The big data revolution is most certainly upon us. It is forever gaining momentum and hospitals and governments are struggling to stay even vaguely on top of things. That said, patients will very likely be the biggest beneficiary of the next wave of big data business applications.
Medical Data Key Statistics
1. More than 65% of data across the globe is non-digitised (or has yet been).
2. 68% of digitised data isn’t integrated or accessible across core systems.
3. 99% problem in delivering effective healthcare is in bad data, old data and no data.

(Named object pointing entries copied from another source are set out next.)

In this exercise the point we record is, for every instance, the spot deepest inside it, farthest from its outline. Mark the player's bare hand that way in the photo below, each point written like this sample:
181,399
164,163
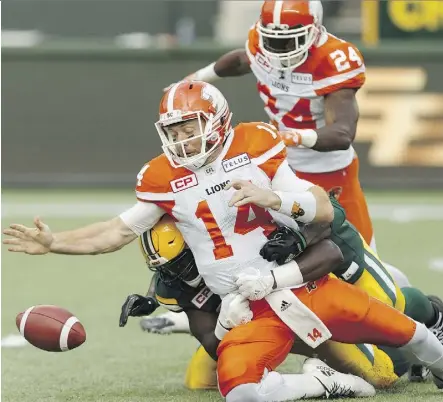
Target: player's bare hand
34,241
248,193
291,138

The healthcare systems needs to focus on first overcoming the following:
1. Data Collection:Need to step up efficient data collection. Paper records need to be translated, inputted and digitized so that their users are satisfied that the digital record is complete and most importantly accurate
2. Provider + Government + Health Insurance Push: Need to reach consensus and build healthcare models on ubiquitous technologies whereby they can be accessed securely while offering broadest possible accessibility for doctors, nurses and hospital staff to access electronic medical records
Patient records and medical systems should rapidly move to remedy the inefficiencies associated with patient appointment scheduling, pre-registration for clinical trials, payment plans, share lab results, and access to their medical information. Each of these functions helps the patient become more involved in their care while eliminating costs associated with scheduling, sharing results and records, eligibility/security verification, collections and prescription renewal functions.
There is a need to connect redundant systems with appropriate channels however without a more holistic approach – this is a futile exercise.
Data first, technology second is emerging as the key approach for delivery of digital systems.